Claims for additional disability are treated in § 81-1318(b) (Supp. 1969). It fixes the time limits for such an application; it makes no reference to attorney fees.

Appellant contends that the statute from which we have quoted is authority for treating a claim for additional compensation as a new claim and without consideration to the fact that an attorney’s fee has previously been paid on the basis of the original claim. He stresses the use in the statute of the phrase, “services rendered in respect of a claim.” Likewise, § 81-1318(b) refers to “a claim for additional compensation.” When we consider all the provisions of § 81-1332 we conclude that appellant has adopted a strained construction of the section.
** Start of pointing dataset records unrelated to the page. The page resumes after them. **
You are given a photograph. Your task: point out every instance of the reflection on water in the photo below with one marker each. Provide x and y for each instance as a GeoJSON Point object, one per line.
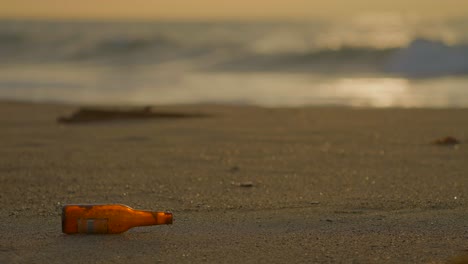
{"type": "Point", "coordinates": [100, 86]}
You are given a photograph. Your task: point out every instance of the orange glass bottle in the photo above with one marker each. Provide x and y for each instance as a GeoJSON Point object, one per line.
{"type": "Point", "coordinates": [108, 219]}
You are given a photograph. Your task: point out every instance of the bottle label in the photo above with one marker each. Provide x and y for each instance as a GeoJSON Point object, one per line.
{"type": "Point", "coordinates": [92, 225]}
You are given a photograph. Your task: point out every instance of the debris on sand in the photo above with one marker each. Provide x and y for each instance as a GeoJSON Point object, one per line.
{"type": "Point", "coordinates": [84, 115]}
{"type": "Point", "coordinates": [234, 169]}
{"type": "Point", "coordinates": [245, 184]}
{"type": "Point", "coordinates": [446, 141]}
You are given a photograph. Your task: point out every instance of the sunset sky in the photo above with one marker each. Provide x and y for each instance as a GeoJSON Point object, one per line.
{"type": "Point", "coordinates": [224, 9]}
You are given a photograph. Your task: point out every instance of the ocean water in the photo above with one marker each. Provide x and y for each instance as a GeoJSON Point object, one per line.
{"type": "Point", "coordinates": [369, 61]}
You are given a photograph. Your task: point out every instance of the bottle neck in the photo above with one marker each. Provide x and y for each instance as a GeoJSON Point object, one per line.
{"type": "Point", "coordinates": [146, 218]}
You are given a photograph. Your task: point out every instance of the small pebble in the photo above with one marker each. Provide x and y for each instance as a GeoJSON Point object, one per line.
{"type": "Point", "coordinates": [446, 141]}
{"type": "Point", "coordinates": [246, 184]}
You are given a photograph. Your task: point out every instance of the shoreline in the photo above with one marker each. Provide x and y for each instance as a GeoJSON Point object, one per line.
{"type": "Point", "coordinates": [326, 184]}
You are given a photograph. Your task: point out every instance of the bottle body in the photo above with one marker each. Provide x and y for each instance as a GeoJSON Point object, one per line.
{"type": "Point", "coordinates": [108, 219]}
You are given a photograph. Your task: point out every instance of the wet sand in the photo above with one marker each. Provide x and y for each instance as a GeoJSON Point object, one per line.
{"type": "Point", "coordinates": [246, 185]}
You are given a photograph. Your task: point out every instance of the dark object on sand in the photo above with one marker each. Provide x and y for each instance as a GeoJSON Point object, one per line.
{"type": "Point", "coordinates": [84, 115]}
{"type": "Point", "coordinates": [446, 141]}
{"type": "Point", "coordinates": [246, 184]}
{"type": "Point", "coordinates": [108, 218]}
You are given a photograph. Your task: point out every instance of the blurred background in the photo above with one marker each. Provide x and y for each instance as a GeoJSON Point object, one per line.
{"type": "Point", "coordinates": [270, 53]}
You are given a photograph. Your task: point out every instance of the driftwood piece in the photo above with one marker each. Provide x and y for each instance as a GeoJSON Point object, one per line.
{"type": "Point", "coordinates": [84, 115]}
{"type": "Point", "coordinates": [446, 141]}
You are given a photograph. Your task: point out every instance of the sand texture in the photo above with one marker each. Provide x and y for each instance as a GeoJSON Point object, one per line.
{"type": "Point", "coordinates": [245, 184]}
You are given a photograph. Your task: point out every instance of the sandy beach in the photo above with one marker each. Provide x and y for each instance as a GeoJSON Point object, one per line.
{"type": "Point", "coordinates": [245, 184]}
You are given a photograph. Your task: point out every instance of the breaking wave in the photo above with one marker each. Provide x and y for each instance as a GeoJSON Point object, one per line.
{"type": "Point", "coordinates": [421, 58]}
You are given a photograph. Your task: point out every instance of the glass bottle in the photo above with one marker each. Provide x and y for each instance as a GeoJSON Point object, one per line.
{"type": "Point", "coordinates": [108, 218]}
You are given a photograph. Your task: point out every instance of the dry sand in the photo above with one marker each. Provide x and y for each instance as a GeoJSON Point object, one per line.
{"type": "Point", "coordinates": [329, 185]}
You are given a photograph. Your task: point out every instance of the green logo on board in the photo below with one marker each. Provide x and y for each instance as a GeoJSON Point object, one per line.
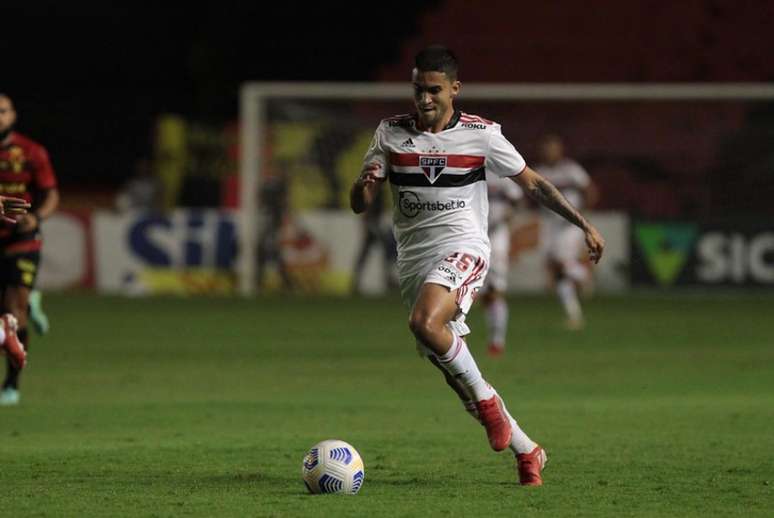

In the first place it would have been an easy matter for the General Assembly to have provided that an additional claim would be considered an independent action insofar as attorney fees were concerned. More importantly, the fixing of the attorney’s fee is not necessarily tied to a claim,; rather, it is tied to compensation. The maximum fees are fixed not to exceed certain percentages of compensation received. Then in the last quoted sentence from § 81-1332 it is provided that “in any case” wherein attorneys’ fees are allowed, the fixed limitation shall govern. So it appears to us that a claim for additional compensation is to be treated as a continuation of the original demand for compensation and that in fixing the attorney’s fee thereon the action of the commission in the parent case is to be appropriately considered. Finally, we consider it of some significance that § 81-1332 is in the nature of a restrictive statute. No fee for legal services is valid unless approved by the commission; the maximum fee shall not exceed certain percentages of compensation awarded; and the commission shall observe the fixed limitations in any case.

The finding of the commission that claimant has suffered a 60% permanent partial disability as a whole is supported by substantial evidence. Of course we view the facts in the light most favorable to the commission’s findings.
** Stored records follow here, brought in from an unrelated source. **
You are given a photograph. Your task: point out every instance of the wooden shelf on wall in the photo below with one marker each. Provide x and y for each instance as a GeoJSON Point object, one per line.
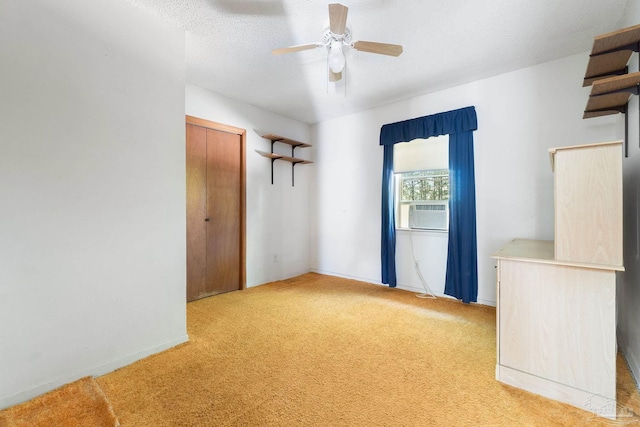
{"type": "Point", "coordinates": [610, 95]}
{"type": "Point", "coordinates": [607, 74]}
{"type": "Point", "coordinates": [276, 156]}
{"type": "Point", "coordinates": [292, 142]}
{"type": "Point", "coordinates": [610, 54]}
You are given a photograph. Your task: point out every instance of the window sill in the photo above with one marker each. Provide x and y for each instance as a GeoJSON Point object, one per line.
{"type": "Point", "coordinates": [421, 231]}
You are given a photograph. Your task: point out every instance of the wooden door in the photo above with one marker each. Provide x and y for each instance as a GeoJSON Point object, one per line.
{"type": "Point", "coordinates": [215, 208]}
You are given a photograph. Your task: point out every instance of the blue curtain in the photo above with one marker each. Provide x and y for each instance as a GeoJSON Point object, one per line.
{"type": "Point", "coordinates": [462, 269]}
{"type": "Point", "coordinates": [388, 220]}
{"type": "Point", "coordinates": [462, 255]}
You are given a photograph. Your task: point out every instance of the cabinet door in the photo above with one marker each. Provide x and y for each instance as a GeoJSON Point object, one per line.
{"type": "Point", "coordinates": [558, 323]}
{"type": "Point", "coordinates": [588, 204]}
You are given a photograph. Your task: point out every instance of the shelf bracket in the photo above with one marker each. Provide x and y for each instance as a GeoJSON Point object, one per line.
{"type": "Point", "coordinates": [633, 90]}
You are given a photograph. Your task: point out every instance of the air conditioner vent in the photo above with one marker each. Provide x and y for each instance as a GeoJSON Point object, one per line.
{"type": "Point", "coordinates": [429, 216]}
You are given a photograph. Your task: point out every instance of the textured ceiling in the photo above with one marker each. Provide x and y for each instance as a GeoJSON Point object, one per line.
{"type": "Point", "coordinates": [446, 43]}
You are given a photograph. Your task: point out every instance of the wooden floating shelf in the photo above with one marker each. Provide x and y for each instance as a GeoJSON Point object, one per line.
{"type": "Point", "coordinates": [610, 95]}
{"type": "Point", "coordinates": [291, 159]}
{"type": "Point", "coordinates": [276, 156]}
{"type": "Point", "coordinates": [292, 142]}
{"type": "Point", "coordinates": [607, 74]}
{"type": "Point", "coordinates": [610, 54]}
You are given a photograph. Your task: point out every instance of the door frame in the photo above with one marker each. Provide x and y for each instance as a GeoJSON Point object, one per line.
{"type": "Point", "coordinates": [242, 133]}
Claimant has had two operations on his back. The objectives of both those operations were to effect a spinal fusion. Both doctors now recommend a third operation, an interior interbody fusion on the low back. One doctor fixed claimant’s functional loss as 40% while the other physician rated the loss at 40% to 50%. Norsworthy testified that he has worked in the parts department of a motor company since his injury; that he cannot do all the work by himself, such as lifting heavy parts; that his employer is a close personal friend and is helpful to Norsworthy in avoiding lifting; that he has pain in his back most of the time, which is aggravated by coughing and sneezing; that he cannot stand in one place for more than a few minutes and cannot sit for any length of time; that some days he cannot work at all. He is 29 years of age, a high school graduate, and has had no vocational training. He asserted that he loses considerable time from his present job and that he would not be able to maintain his employment except for the special consideration shown by his employer.
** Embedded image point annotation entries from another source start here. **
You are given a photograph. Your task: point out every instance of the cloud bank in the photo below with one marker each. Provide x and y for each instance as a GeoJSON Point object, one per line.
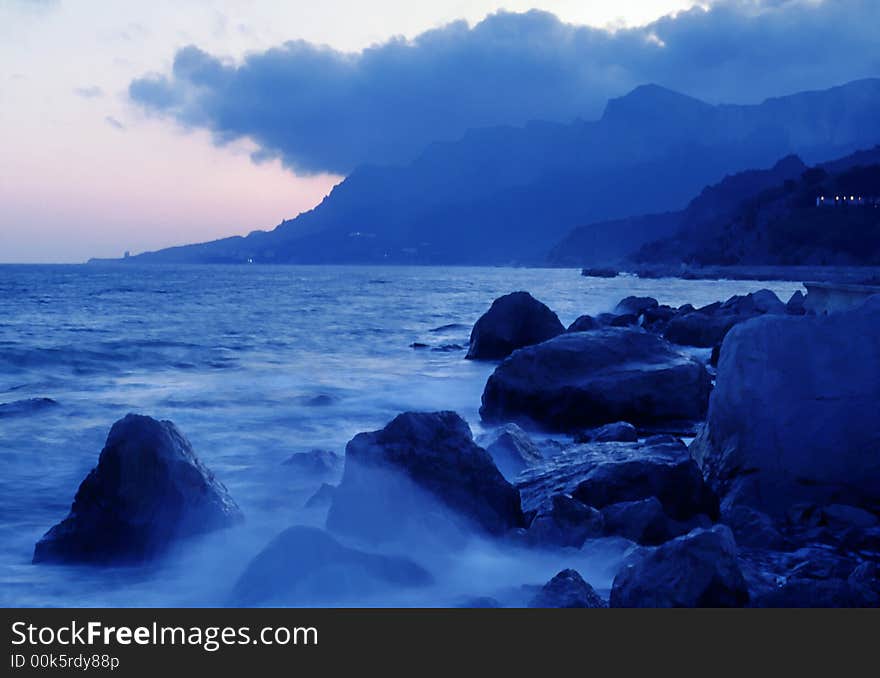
{"type": "Point", "coordinates": [319, 109]}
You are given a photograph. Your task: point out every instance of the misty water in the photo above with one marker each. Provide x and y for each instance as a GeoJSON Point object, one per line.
{"type": "Point", "coordinates": [254, 364]}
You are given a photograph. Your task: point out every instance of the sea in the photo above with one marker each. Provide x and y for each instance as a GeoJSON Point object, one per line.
{"type": "Point", "coordinates": [254, 364]}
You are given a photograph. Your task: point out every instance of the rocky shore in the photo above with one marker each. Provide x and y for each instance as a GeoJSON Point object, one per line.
{"type": "Point", "coordinates": [775, 502]}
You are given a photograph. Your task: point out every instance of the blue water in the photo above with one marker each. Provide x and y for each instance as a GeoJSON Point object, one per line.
{"type": "Point", "coordinates": [253, 364]}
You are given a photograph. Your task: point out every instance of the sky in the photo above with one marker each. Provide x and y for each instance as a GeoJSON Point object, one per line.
{"type": "Point", "coordinates": [137, 125]}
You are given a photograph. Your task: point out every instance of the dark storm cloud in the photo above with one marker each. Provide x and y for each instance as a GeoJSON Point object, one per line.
{"type": "Point", "coordinates": [91, 92]}
{"type": "Point", "coordinates": [320, 109]}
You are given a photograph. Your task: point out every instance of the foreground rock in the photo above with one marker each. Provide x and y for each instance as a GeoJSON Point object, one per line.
{"type": "Point", "coordinates": [419, 466]}
{"type": "Point", "coordinates": [664, 470]}
{"type": "Point", "coordinates": [618, 432]}
{"type": "Point", "coordinates": [646, 492]}
{"type": "Point", "coordinates": [513, 321]}
{"type": "Point", "coordinates": [586, 379]}
{"type": "Point", "coordinates": [563, 522]}
{"type": "Point", "coordinates": [512, 450]}
{"type": "Point", "coordinates": [305, 565]}
{"type": "Point", "coordinates": [19, 408]}
{"type": "Point", "coordinates": [567, 589]}
{"type": "Point", "coordinates": [697, 570]}
{"type": "Point", "coordinates": [148, 490]}
{"type": "Point", "coordinates": [793, 417]}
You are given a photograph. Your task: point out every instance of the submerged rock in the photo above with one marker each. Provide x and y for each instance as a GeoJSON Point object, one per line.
{"type": "Point", "coordinates": [619, 431]}
{"type": "Point", "coordinates": [645, 522]}
{"type": "Point", "coordinates": [305, 565]}
{"type": "Point", "coordinates": [796, 304]}
{"type": "Point", "coordinates": [663, 470]}
{"type": "Point", "coordinates": [567, 589]}
{"type": "Point", "coordinates": [315, 462]}
{"type": "Point", "coordinates": [322, 498]}
{"type": "Point", "coordinates": [512, 450]}
{"type": "Point", "coordinates": [753, 529]}
{"type": "Point", "coordinates": [583, 323]}
{"type": "Point", "coordinates": [635, 305]}
{"type": "Point", "coordinates": [418, 466]}
{"type": "Point", "coordinates": [793, 417]}
{"type": "Point", "coordinates": [599, 272]}
{"type": "Point", "coordinates": [696, 570]}
{"type": "Point", "coordinates": [565, 522]}
{"type": "Point", "coordinates": [706, 327]}
{"type": "Point", "coordinates": [513, 321]}
{"type": "Point", "coordinates": [586, 379]}
{"type": "Point", "coordinates": [148, 490]}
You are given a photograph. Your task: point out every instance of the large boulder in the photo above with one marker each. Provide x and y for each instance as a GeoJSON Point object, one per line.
{"type": "Point", "coordinates": [420, 465]}
{"type": "Point", "coordinates": [315, 462]}
{"type": "Point", "coordinates": [698, 569]}
{"type": "Point", "coordinates": [511, 449]}
{"type": "Point", "coordinates": [583, 323]}
{"type": "Point", "coordinates": [706, 327]}
{"type": "Point", "coordinates": [644, 521]}
{"type": "Point", "coordinates": [793, 417]}
{"type": "Point", "coordinates": [566, 590]}
{"type": "Point", "coordinates": [663, 470]}
{"type": "Point", "coordinates": [586, 379]}
{"type": "Point", "coordinates": [148, 490]}
{"type": "Point", "coordinates": [513, 321]}
{"type": "Point", "coordinates": [635, 305]}
{"type": "Point", "coordinates": [617, 432]}
{"type": "Point", "coordinates": [307, 566]}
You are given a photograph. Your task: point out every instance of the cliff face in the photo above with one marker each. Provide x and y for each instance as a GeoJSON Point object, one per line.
{"type": "Point", "coordinates": [506, 195]}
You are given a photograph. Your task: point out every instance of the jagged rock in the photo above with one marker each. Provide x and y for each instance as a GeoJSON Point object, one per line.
{"type": "Point", "coordinates": [619, 431]}
{"type": "Point", "coordinates": [148, 490]}
{"type": "Point", "coordinates": [418, 465]}
{"type": "Point", "coordinates": [796, 304]}
{"type": "Point", "coordinates": [699, 329]}
{"type": "Point", "coordinates": [599, 272]}
{"type": "Point", "coordinates": [843, 516]}
{"type": "Point", "coordinates": [563, 473]}
{"type": "Point", "coordinates": [24, 407]}
{"type": "Point", "coordinates": [657, 317]}
{"type": "Point", "coordinates": [567, 589]}
{"type": "Point", "coordinates": [315, 462]}
{"type": "Point", "coordinates": [323, 497]}
{"type": "Point", "coordinates": [664, 470]}
{"type": "Point", "coordinates": [564, 522]}
{"type": "Point", "coordinates": [644, 522]}
{"type": "Point", "coordinates": [586, 379]}
{"type": "Point", "coordinates": [513, 321]}
{"type": "Point", "coordinates": [635, 305]}
{"type": "Point", "coordinates": [698, 569]}
{"type": "Point", "coordinates": [753, 529]}
{"type": "Point", "coordinates": [626, 320]}
{"type": "Point", "coordinates": [793, 417]}
{"type": "Point", "coordinates": [511, 449]}
{"type": "Point", "coordinates": [306, 566]}
{"type": "Point", "coordinates": [584, 323]}
{"type": "Point", "coordinates": [706, 327]}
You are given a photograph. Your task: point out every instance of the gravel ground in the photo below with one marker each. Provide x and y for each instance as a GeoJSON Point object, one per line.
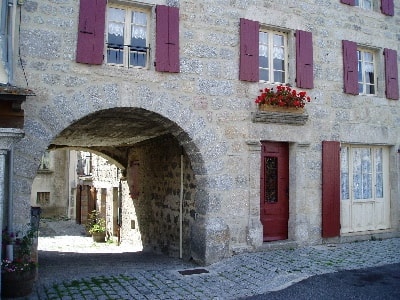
{"type": "Point", "coordinates": [67, 253]}
{"type": "Point", "coordinates": [71, 266]}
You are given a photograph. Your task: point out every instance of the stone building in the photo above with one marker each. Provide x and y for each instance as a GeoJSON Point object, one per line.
{"type": "Point", "coordinates": [166, 90]}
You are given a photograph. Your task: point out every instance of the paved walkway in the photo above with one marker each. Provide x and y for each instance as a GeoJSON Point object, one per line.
{"type": "Point", "coordinates": [93, 274]}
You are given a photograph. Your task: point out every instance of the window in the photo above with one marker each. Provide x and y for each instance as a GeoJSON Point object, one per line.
{"type": "Point", "coordinates": [43, 198]}
{"type": "Point", "coordinates": [84, 166]}
{"type": "Point", "coordinates": [364, 188]}
{"type": "Point", "coordinates": [127, 37]}
{"type": "Point", "coordinates": [387, 6]}
{"type": "Point", "coordinates": [360, 69]}
{"type": "Point", "coordinates": [45, 161]}
{"type": "Point", "coordinates": [366, 4]}
{"type": "Point", "coordinates": [361, 173]}
{"type": "Point", "coordinates": [272, 56]}
{"type": "Point", "coordinates": [263, 55]}
{"type": "Point", "coordinates": [366, 72]}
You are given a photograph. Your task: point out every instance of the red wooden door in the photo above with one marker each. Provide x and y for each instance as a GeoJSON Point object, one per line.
{"type": "Point", "coordinates": [274, 190]}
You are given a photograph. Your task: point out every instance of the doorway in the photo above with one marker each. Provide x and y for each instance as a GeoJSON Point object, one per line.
{"type": "Point", "coordinates": [274, 200]}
The only contention made by appellee on cross-appeal is that the evidence does not support an award in excess of 40% permanent partial disability, and that it is shown that claimant was leading a “pretty normal life.” To support that theory Georgia-Pacific emphasizes that claimant engaged .in hunting. The doctors prescribed walking as therapy and we cannot agree that claimant should be penalized because he engaged in a sport involving considerable walking. It is also true, as pointed out by Georgia-Pacific, that appellant’s earnings are presently equal to his former wages. That fact does not of itself defeat the claim for benefits; his capacity to continue to draw equal wages is an additional and significant factor. Abbott v. Leavell, 244 Ark. 544, 426 S. W. 2d 166 (1968).

Affirmed on appeal and cross-appeal.